0

I am using PostgreSQL for modeling Tree data structures using adjacency list approach. And i would like to be able to store extra data on each leaf indicating to which group this tree belong:

CREATE TABLE groups (
  group_id integer PRIMARY KEY
);

CREATE TABLE leafs (
  leaf_id   integer PRIMARY KEY,
  parent_id integer REFERENCES leafs ON DELETE CASCADE ON UPDATE CASCADE,

  group_id integer REFERENCES groups ON DELETE CASCADE ON UPDATE CASCADE NOT NULL
);

I also would like to ensure that each leaf could only be connected to the same group. It looks like this could be done by either creating a TRIGGER or CHECK constraint. I have two questions:

  1. What is the most efficient/right way to handle this particular case, TRIGGER or CHECK constraint? (and what is rule of thumbs for choosing between these two)

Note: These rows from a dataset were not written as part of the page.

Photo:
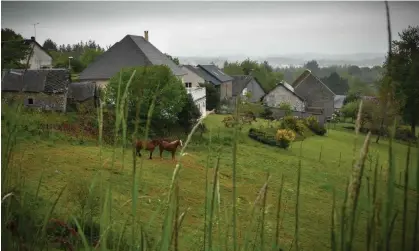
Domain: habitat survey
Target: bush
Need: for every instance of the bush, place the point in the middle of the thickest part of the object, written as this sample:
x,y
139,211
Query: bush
x,y
284,137
314,125
404,133
293,123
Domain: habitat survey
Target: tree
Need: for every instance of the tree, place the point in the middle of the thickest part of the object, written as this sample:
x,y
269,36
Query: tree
x,y
351,97
149,83
89,55
212,96
286,107
13,49
403,70
174,59
189,114
313,66
50,45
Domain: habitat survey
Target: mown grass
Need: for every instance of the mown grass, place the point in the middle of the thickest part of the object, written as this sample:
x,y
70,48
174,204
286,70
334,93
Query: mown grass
x,y
326,164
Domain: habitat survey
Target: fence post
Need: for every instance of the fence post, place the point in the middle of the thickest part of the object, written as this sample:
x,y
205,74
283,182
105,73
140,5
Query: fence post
x,y
340,158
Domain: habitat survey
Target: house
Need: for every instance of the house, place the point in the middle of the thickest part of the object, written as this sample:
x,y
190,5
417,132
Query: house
x,y
193,80
244,84
339,102
131,51
315,93
284,93
39,58
210,74
44,88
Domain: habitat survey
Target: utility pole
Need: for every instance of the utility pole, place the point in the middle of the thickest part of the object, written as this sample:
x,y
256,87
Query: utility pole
x,y
34,27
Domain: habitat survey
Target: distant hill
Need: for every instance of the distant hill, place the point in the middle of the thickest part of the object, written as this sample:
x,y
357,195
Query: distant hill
x,y
359,59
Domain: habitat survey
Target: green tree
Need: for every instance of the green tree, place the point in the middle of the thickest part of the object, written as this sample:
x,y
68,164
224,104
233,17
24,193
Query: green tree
x,y
50,45
189,114
286,107
13,49
89,55
212,96
174,59
404,71
148,83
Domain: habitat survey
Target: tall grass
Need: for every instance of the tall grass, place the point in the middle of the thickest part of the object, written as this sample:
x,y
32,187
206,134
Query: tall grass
x,y
222,230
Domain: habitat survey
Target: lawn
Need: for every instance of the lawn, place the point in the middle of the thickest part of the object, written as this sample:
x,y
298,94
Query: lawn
x,y
325,161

  2. Is there is a better way to enforce consistency of this model (or perhaps alternative ways to model such groups of trees).

Thanks,

Code for TRIGGER version:

CREATE OR REPLACE FUNCTION after_leaf_update()
  RETURNS trigger AS
$$
BEGIN
IF (NEW.parent_id IS NOT NULL) AND (SELECT group_id FROM leafs WHERE leaf_id=NEW.parent_id) <> NEW.group_id THEN
    RAISE EXCEPTION 'group_id of node/leaf does not match!!!';
END IF;
RETURN NEW;
END;
$$
LANGUAGE 'plpgsql';


CREATE TRIGGER leafs_consistency_check
  BEFORE INSERT OR UPDATE
  ON leafs
  FOR EACH ROW
  EXECUTE PROCEDURE after_leaf_update();

Code for CHECK constraint version:

CREATE OR REPLACE FUNCTION leafs_consistency_check_constraint(prn_id integer, grp_id integer) RETURNS BOOL AS
$$
BEGIN
    IF (prn_id IS NOT NULL) AND (SELECT group_id FROM leafs WHERE leaf_id=prn_id) <> grp_id THEN
    RAISE EXCEPTION 'CHECK: group_id of node/leaf does not match!!!';
END IF;
RETURN TRUE;

END;
$$ LANGUAGE plpgsql;

ALTER TABLE leafs ADD constraint group_id_constraint check ( leafs_consistency_check_constraint(parent_id, group_id) );
Yatima
  • 119
  • 7
  • Did you check the [PostgreSQL ltree module](https://www.postgresql.org/docs/current/static/ltree.html)? Is it applicable? Can you do something like `CREATE TABLE test (path ltree, YOUR_LABEL_HERE text NOT NULL)` like in the `F.21.4. Example`? Enable the module for a database by using `CREATE EXTENSION ltree`. – flutter Jun 13 '17 at 23:47
  • Did you check the answer to this [SO question](https://stackoverflow.com/questions/14543173/postgresql-designing-a-tree-hierarchy-with-mixed-node-types-inheritance-does)? Does it help? – flutter Jun 13 '17 at 23:55
  • @flutter - thank you for the link! I was not aware of ltree module - i will check it out! – Yatima Jun 14 '17 at 21:07
  • @flutter re using inheritance: i have checked it out - does not seems to help in my case since `leafs` is all of the same type... – Yatima Jun 14 '17 at 21:41

1 Answers1

1

Use the trigger.

Generally speaking, Postgres devs don't recommend putting functions which run queries in CHECK constraints. Among other things, under some circumstances the CHECK constraint might get checked more than once for a query, and that's a pretty expensive check. More importantly, there's a lot of careful engineering around row visibility and similar considerations for Triggers which simply doesn't exist for Constraints.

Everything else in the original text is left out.